The doctors I went to in April were great, but they said I should have been there months ago. We decided to try epidurals before surgery.
Well I had one, and then had a consult about 3 weeks later. I described what happened to him. I was in severe pain for about 7 days, and then I some coldness in my arms, then I had a lot of pain in my scapula. I still have some pain in my arm down to my fingers. I said maybe I got 10% relief. Maybe it was even psychosomatic the relief I thought I got.
By May I was so depressed over my quality of life and my prognosis, I started having crying spells over the smallest thing. I was gaining weight for the shots and lack of activity, and being stressed out. I asked my regular doctor for help with the weight and she prescribled an anti-depressant. I didn't know that this seems to be a common cycle with chronic pain.
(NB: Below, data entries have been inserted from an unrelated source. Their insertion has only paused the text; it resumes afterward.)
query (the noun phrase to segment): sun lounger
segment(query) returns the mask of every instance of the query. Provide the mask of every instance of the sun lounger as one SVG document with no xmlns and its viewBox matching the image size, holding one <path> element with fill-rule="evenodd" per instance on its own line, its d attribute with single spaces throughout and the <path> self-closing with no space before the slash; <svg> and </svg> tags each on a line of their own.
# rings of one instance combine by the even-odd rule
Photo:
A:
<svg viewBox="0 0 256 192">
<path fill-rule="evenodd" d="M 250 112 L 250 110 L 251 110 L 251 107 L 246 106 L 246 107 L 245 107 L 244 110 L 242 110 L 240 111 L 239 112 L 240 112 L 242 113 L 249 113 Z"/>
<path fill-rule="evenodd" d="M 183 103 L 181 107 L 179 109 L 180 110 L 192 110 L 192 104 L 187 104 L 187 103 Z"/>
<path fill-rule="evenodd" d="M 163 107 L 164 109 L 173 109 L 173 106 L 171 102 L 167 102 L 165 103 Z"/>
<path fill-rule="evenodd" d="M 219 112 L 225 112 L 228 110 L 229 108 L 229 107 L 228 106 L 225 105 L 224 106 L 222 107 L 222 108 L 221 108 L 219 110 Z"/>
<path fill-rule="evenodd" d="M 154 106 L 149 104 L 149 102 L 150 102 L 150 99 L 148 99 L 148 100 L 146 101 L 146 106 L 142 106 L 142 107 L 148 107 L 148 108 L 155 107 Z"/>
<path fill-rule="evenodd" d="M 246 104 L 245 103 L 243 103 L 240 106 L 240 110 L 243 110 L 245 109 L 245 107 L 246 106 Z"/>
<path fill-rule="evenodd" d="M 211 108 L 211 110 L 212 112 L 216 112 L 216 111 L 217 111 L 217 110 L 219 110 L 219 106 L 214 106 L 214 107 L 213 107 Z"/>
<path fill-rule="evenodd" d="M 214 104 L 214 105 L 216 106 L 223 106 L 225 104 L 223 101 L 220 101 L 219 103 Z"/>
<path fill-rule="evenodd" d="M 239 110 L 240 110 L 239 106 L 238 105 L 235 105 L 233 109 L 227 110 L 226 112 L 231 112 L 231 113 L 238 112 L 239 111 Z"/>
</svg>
Well welbutrin felt good for about 2 days, then I felt so foggy and hand insonima. I couldn't be like that with young children.
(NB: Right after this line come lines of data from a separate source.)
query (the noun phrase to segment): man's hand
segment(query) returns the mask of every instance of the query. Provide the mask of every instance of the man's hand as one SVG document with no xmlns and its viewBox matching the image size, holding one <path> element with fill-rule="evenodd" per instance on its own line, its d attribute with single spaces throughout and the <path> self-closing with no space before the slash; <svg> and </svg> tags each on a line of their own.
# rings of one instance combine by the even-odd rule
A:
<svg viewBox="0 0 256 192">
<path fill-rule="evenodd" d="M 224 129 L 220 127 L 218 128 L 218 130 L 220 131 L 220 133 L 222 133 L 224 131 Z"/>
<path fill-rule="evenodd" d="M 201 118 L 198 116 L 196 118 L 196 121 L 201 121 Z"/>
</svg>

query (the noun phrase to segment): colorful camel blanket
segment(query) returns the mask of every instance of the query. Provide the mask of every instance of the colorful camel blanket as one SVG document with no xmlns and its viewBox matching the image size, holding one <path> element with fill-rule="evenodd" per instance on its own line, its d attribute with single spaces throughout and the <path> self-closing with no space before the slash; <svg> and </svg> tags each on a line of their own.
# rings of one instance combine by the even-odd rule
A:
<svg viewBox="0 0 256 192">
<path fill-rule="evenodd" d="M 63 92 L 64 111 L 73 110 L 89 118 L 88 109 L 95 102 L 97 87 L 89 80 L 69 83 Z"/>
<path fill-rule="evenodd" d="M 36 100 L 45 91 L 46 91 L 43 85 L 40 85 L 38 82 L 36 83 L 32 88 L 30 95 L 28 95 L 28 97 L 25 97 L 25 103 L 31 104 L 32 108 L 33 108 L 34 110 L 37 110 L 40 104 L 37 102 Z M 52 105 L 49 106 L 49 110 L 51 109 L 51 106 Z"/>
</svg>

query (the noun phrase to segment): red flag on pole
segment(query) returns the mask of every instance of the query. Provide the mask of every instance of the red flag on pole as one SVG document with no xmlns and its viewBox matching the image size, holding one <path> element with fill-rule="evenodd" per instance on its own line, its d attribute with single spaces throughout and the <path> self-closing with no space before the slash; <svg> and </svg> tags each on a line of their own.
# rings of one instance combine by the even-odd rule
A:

The psychiatrist now wants me to try cimbalta. I tried it once and it made me so nauseous all day, plus I was in about 100 deg humidity classrooms, I couldn't continue. He still wants me to try now, especially since I might have surgery.
So now It's been a year and I can't keep taking life like this. I desperately needed to clean up our front yard because neighbors are starting to complain. Well I did it with the help of my two older chldren, but now I'm paying for it. That's how things are now, anything tha I absolutely don't have to do, I just don't do. I leave it even though it gives me a lot of joy. I can only save my energy for the absolute necessary things. I've had to spend a lot of money on hiring help for cleaning, cooking, childcare. Thank G-d right now we can do this, but we can't do it forever.
So I spoke to the neurosurgeon today and he said it's been a year and I've done everything conservative possible. ACDF and microscopic back surgery will be my best option to getting my life back. The sooner the better. I can use another summer vacation to recover from the surgery, so maybe I will miss less days of work this year.
I'm just concrened if I should use the neurosurgeon or orthopedic surgeon, both have very good reputations. I've read some stories on here and I am very fortunate that I have regular insurance and the car insurance should pick up the rest.
I want to do the surgery, I know eventually I'll have to, and should just schedule it, but I'm still gripping with it psychologically.